> Vari-mu tubes (and FET's) are more linear but still have large dispersion
They are not linear in the right way. The dB/Volt is almost linear; exponential. Rectifiers are essentially linear. So we need a LOG function. The easiest way to get that, with just tubes, is feedback around a dB/Volt stage. And as long as you are doing that, it is a feedback limiter anyway.
Same with opto, which loosely follow an exponential; in fact I think that is how my concert limiter works (I forget). Wrap NFB around the LED/opto and it does what you want. Wire two matched LED/optos together, the second one does what the first one is forced to do. Switch some connections, you tap the signal "before" the program-path loss-cell. But it is still a feedback system.
Oh yeah, great dispersion from one device to the next! (I think I spent a season sorting photoresistors into sorta-match bins.)
Any curve can be approximated with linear over some range. There is an Australian "cathode follower" feedforward limiter which:
1) uses cathode feedback to linearize the tube's exponential
2) approximates quite well over a 10dB range but goes way off course beyond ~~20dB
As you say, the excellent LOG-conformity of BJTs (or linear PWM like my Fostex or some broadcast program processors) is what makes feedforward practical.
And I bet, for small amounts of limiting, FB and FF give the same result. The difference is that useful FF is necessarily a very precise processor, while useful FB can be implemented with fairly sloppy techniques. We praised FF, not because it was FF, but because it had very low error. (And because you can push it insanely far without NFB instability.) When that got boring, we swung back to FB, calling the errors "flavor".

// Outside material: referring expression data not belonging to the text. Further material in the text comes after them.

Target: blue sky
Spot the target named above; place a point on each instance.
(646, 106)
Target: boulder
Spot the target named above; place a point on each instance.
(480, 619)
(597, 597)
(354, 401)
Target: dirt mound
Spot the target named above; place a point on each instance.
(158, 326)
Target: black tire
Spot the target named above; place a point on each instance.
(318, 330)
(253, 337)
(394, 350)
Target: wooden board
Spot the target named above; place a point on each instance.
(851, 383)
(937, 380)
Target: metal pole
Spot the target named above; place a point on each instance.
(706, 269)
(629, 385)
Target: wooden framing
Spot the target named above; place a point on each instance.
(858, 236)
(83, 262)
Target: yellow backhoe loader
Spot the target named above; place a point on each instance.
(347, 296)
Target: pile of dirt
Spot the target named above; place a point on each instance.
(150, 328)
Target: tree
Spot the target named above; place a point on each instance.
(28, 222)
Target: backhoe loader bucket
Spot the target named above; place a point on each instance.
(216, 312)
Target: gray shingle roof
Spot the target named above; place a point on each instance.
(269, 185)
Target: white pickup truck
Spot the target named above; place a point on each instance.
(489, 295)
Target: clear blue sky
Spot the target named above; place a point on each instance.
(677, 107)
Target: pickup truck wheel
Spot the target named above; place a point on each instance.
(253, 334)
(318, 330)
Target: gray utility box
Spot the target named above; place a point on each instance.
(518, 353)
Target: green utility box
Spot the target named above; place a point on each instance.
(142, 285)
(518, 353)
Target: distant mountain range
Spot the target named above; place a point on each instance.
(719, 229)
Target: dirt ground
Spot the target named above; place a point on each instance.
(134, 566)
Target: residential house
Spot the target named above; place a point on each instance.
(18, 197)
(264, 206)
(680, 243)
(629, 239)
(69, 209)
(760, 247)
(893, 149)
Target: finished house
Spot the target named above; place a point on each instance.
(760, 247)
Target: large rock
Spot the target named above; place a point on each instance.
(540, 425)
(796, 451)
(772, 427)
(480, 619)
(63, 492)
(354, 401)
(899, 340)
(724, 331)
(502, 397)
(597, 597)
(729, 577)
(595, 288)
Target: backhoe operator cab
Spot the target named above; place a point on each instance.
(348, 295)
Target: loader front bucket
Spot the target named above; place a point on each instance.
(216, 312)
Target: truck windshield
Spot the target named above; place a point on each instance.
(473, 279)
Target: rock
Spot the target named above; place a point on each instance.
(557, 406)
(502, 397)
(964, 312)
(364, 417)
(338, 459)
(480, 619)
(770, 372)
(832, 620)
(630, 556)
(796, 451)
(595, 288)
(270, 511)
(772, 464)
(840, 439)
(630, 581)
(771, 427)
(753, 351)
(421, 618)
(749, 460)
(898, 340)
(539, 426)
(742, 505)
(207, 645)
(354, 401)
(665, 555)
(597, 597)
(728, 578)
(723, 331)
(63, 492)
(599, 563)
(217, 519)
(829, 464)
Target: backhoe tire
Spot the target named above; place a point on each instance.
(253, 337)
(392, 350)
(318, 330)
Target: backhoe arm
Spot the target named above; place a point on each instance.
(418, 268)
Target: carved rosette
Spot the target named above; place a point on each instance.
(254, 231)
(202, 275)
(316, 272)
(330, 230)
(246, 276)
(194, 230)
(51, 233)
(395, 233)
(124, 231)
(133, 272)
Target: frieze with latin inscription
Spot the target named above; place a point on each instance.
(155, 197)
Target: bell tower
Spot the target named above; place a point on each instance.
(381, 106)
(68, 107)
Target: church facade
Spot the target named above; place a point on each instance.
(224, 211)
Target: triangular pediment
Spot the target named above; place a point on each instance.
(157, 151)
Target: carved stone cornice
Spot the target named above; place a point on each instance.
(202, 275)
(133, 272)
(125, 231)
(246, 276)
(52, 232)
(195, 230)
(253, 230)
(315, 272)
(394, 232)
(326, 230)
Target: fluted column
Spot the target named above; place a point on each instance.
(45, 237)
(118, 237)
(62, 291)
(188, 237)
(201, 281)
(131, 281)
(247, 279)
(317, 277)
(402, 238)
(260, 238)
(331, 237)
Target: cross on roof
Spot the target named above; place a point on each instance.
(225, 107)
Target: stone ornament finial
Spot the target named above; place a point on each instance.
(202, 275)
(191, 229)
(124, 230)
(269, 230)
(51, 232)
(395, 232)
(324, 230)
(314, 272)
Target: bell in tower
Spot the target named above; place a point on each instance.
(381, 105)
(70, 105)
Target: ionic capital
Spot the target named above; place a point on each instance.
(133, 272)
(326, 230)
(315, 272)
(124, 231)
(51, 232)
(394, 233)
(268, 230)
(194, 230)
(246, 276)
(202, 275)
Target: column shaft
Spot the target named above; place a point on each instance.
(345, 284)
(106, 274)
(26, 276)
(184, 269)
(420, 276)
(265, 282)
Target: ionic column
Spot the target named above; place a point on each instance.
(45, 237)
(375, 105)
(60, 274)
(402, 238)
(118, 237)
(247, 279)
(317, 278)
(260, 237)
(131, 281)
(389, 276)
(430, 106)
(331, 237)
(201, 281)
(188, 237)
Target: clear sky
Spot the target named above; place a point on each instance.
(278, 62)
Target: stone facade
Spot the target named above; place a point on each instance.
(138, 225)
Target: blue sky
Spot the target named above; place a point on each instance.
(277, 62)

Now ANdyP wants to mix-and-match the loose linearity of tube/opto control with the loose action of feed-forward. My suspicion is:
1) it won't work well, incredibly soft knee and erratic "limiting" level
2) by the time you make it useful, you will have either NFB or a super-computer
3) you lost the sweet simplicity and natural action
The FET seems more suited for feedforward. It is an exponential, but silicon FETs follow square-law very-very closely over a wide range. Much better than an exponential approximation to real tubes and photoresistors. Therefore a sharp log-law conversion between linear rectifier and gate ought to give a total response so predictable that feedforward "works". But much of the point of FET limiters is their simplicity. Stick a log-law in the works, you are as complex as a Blackmer but not quite so precise.